Powrót króla... i akcji. Ostatnia część "Władcy Pierścieni"

J.R.R. Tolkien, Władca Pierścieni. Powrót Króla
przekład M. Skibniewska

Autor bestsellera fantastyki kontynuuje podział "Frodo i reszta świata", choć w odwrotnej kolejności. W tym przypadku jest to zabieg uzasadniony - opowiadanie najpierw losów Gondoru i zakończenie księgi piątej brawurowym "Puk, Puk" do Bramy Mordoru - trzyma w napięciu i zachęca do dalszego czytania.
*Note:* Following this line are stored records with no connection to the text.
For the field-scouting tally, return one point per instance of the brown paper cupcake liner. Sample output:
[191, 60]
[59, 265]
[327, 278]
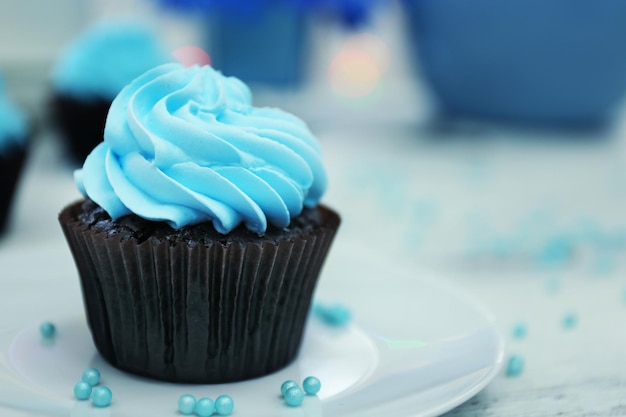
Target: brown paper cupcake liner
[11, 166]
[80, 122]
[203, 313]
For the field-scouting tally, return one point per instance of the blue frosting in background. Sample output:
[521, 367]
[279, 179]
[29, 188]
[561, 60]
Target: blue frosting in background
[105, 58]
[13, 122]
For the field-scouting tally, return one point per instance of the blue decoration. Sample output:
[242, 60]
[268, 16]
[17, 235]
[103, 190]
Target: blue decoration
[311, 385]
[187, 404]
[82, 390]
[294, 396]
[334, 315]
[205, 407]
[101, 396]
[224, 405]
[91, 376]
[48, 330]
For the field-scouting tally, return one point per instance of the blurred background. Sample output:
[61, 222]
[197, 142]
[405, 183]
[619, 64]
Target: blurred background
[482, 140]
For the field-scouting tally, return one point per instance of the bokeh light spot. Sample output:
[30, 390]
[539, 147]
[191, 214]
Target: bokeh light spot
[357, 70]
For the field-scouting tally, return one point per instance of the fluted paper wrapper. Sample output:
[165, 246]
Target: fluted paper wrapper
[11, 165]
[205, 313]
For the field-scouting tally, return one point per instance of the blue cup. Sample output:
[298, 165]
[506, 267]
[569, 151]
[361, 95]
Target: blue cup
[540, 62]
[268, 46]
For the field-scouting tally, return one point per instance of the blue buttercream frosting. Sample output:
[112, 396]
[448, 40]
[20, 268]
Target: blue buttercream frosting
[185, 145]
[105, 58]
[13, 122]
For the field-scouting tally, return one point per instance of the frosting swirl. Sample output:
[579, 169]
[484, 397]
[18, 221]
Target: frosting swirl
[13, 123]
[185, 145]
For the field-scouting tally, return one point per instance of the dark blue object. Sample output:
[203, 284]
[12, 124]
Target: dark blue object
[268, 47]
[554, 62]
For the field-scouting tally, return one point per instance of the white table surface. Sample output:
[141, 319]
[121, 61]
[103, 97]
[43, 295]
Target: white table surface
[482, 207]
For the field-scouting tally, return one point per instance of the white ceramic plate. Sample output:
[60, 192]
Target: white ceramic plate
[416, 346]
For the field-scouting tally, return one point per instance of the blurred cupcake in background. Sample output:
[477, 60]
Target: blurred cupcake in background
[90, 73]
[15, 135]
[531, 62]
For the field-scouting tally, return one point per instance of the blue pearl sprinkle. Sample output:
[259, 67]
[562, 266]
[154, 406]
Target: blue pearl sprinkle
[48, 330]
[187, 404]
[520, 330]
[224, 405]
[294, 396]
[515, 366]
[101, 396]
[82, 390]
[311, 385]
[91, 376]
[286, 385]
[334, 315]
[205, 407]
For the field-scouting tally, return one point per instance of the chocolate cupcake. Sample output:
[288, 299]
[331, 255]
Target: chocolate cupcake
[14, 142]
[200, 239]
[90, 73]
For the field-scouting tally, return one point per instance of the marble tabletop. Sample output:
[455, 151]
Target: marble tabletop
[531, 223]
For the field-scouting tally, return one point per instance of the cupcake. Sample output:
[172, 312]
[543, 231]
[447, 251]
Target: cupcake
[200, 238]
[91, 72]
[14, 139]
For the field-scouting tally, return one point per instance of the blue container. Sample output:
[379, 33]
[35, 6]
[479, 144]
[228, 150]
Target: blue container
[549, 62]
[265, 46]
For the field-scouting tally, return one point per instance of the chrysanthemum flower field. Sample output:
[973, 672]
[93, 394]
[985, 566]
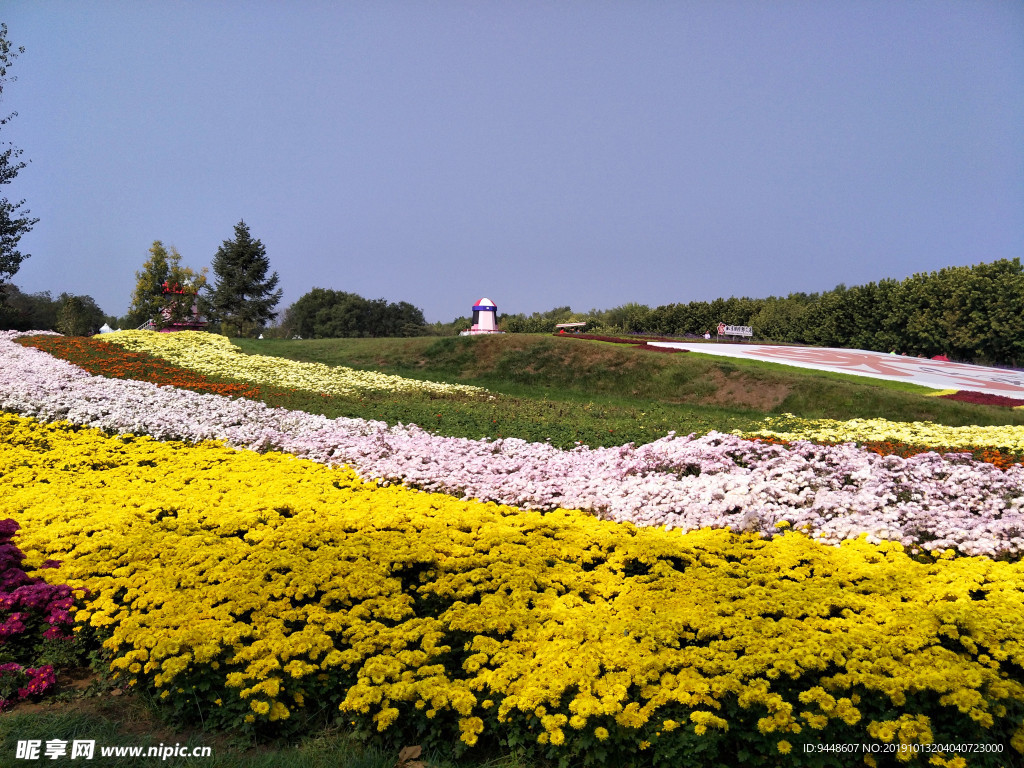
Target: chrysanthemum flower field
[694, 601]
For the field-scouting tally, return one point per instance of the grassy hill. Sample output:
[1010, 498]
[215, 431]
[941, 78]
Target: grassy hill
[569, 390]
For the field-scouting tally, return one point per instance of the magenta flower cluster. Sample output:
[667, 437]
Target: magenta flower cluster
[835, 493]
[27, 606]
[18, 683]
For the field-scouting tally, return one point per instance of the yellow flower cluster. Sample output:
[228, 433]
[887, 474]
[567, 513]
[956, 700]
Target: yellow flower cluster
[215, 355]
[790, 427]
[284, 582]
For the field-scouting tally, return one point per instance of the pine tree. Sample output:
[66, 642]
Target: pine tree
[14, 221]
[242, 298]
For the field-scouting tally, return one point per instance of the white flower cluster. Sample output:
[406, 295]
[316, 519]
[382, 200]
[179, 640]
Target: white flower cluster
[834, 493]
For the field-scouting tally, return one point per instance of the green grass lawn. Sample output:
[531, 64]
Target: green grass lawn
[549, 388]
[569, 390]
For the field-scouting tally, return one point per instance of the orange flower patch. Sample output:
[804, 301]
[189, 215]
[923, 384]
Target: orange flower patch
[114, 361]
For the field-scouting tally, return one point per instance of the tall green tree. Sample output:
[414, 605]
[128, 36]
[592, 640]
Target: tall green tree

W "Powrocie Króla" obie księgi są równorzędne, tzn. w obu jest akcja, nagłe w niej zwroty, choć szczerze pisząc, Tolkien sam psuje atmosferę komentarzami, pojawiającymi się na końcu dwóch pierwszych części: "Drużyny Pierścienia" i "Dwóch Wież". Czytelnik wiedział, że Sauron zostanie pokonany. A przecież nic tak nie pcha do czytania jak słodka niewiedza, nimb tajemnicy, a może jednak... nie będzie happy-endu, na który się tak liczy? Frodowi udaje się, z ogromną i chyba jednak niezbyt docenioną pomocą skromnego Samwise'a Gamgee'ego, dokończyć zadania. Nieomylny Gandalf jak zwykle miał rację, mówiąc że Gollum odegra jeszcze ważną rolę w tej historii. Kolejny przykład tolkienowskiej filozofii - "nieduży może dużo" (w przypadku Golluma było to, oczywiście, niechcący).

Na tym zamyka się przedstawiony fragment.